Last week, This American Life shared their predictions for the year 2010. Along with discussing psychics, economic forecasts, and parents anxiously awaiting the birth of a new children, there was this segment, “Nostra-mom-us,” five minutes of Etgar Keret talking with his mother about the mideast. I’m not quite sure what it is about Keret’s segment that has to do with America; yes, we get a certain glee from hearing Dermot Mulroney mangle Hebrew when reading this Keret story, but “Nostra-mom-us” is just five minutes of Keret talking to his mom about what to expect in Israel–not exactly a look at what it means to be the number 1 party school in America. (Yes, I’m spending too much time in the TAL archives. Blame thelazyscholar.)
Whatever the reason, there’s a long tradition of Americans projecting American tropes and values onto narratives of Israel. Deborah Dash Moore writes in her work on Miami and LA:
This drama of Israel’s creation paralleled the American experience. It combined elements of the American revolution against the British with frontier settlement and the fight against Indians. Reduced to melodrama, this reading of postwar Jewish politics ignored the reality of bitter, fratricidal struggles among Zionist parties….Its themes were liberation and redemption, reenactment in secular terms of a religious message…The consensus adopted by the movies simplified the historical reality, giving it a single trajectory, idealizing its participants, and emphasizing its American resonance.

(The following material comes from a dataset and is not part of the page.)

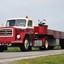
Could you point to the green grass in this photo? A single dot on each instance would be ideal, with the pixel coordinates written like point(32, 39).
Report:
point(14, 49)
point(52, 59)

American popular narratives of Israeli independence came to resemble the American revolutionary war. Even the trailer for Exodus brings up the Minutemen at Concord.
The film is advertised as an American epic. The trailer invokes Gone with the Wind, and not-so-subtly uses the phrase “birth of a nation,” reminding us of the notorious epic. The movie is sold as American experience, and its story structured around resonances to America.
You Don’t Mess with the Zohan is paradigmatic of this phenomenon. Zohan renounces violence and comes to America where he falls in love with a beautiful Palestinian woman, the [SPOILER ALERT] sister of his arch nemesis. The nemesis tracks him down to the states, but they are able to put their problems aside and team-up to confront the real villain, the American capitalist intent on destroying the ethnic neighborhood.
The movie celebrates American values, American multiculturalism, the melting pot. Only in America can these people put their problems aside and live together–not just side by side. The movie’s fabula and content are in this sense superficially Israeli; everything is refracted through the American point of view.